Over time, proper application of positive reinforcement could help to give your dog the message that they shouldn’t jump over the fence.

3. Clean Up the Yard

Clean up any messes that your dog could use to stand on. Anything from lumber to a pile of leaves can give your dog the little extra height that he or she needs to clear a fence, so move this debris elsewhere.

4. Make Your Yard Fun

Always give your dog plenty to do when they’re outside. Many dogs jump because they want to escape the place that they’re in, but your dog won’t want to escape if they have plenty to do in the first place.

5. Stay with Your Dog

Stay outside and see if your dog shows any improvement when you do. In many cases, dogs start behaving badly when they’re separated from their human families.

It’s not always possible to stay outside with a dog, but you may be able to wean your dog away from this sort of insecurity over a period of time.

6. Use a Dog Run in Your Own Yard

Laying out a conventional dog run isn’t at all difficult, so you should find it possible to install one in your yard. Even though you may have a fenced in area already, a dog run will normally make it so difficult for your dog to jump that he or she will stop.

Separation anxiety is still a leading cause of dogs jumping to begin with, so you’ll want to stay with them as much as you can even when you put a run in place.

7. Do Some Landscaping

Plant some bushes or shrubs so that your dog can’t see very well past your fence. This can limit his or her ability to realize that there’s anything on the other side worth trying to find.

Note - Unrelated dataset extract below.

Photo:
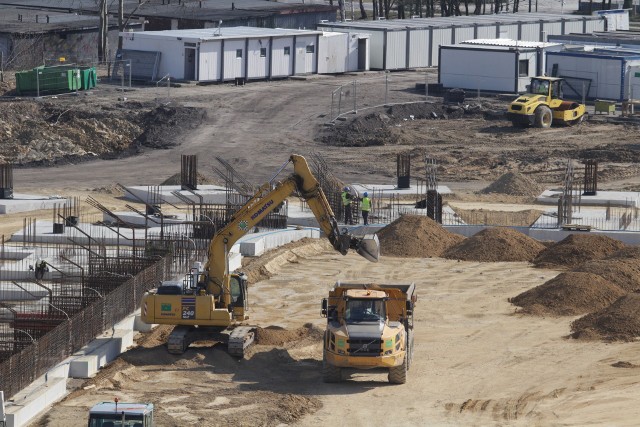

Once your dog’s vision is blocked, they might stop jumping. If not, then you could consider putting in a few more plants to plug up any holes.

8. Raise the Fence Height

Build a larger fence if all else fails, because most dogs wouldn’t ever be able to jump over a fence that was 6-8′ tall. Pet owners who already have a sturdy fence in place can normally attach some additional material to the top.

Hardware supply stores have fence extenders that should do the job even if you have a larger breed of dog. You may want to consider angling the fencing downward in an L-shape, which will help to ensure that your dog doesn’t see over the top of it.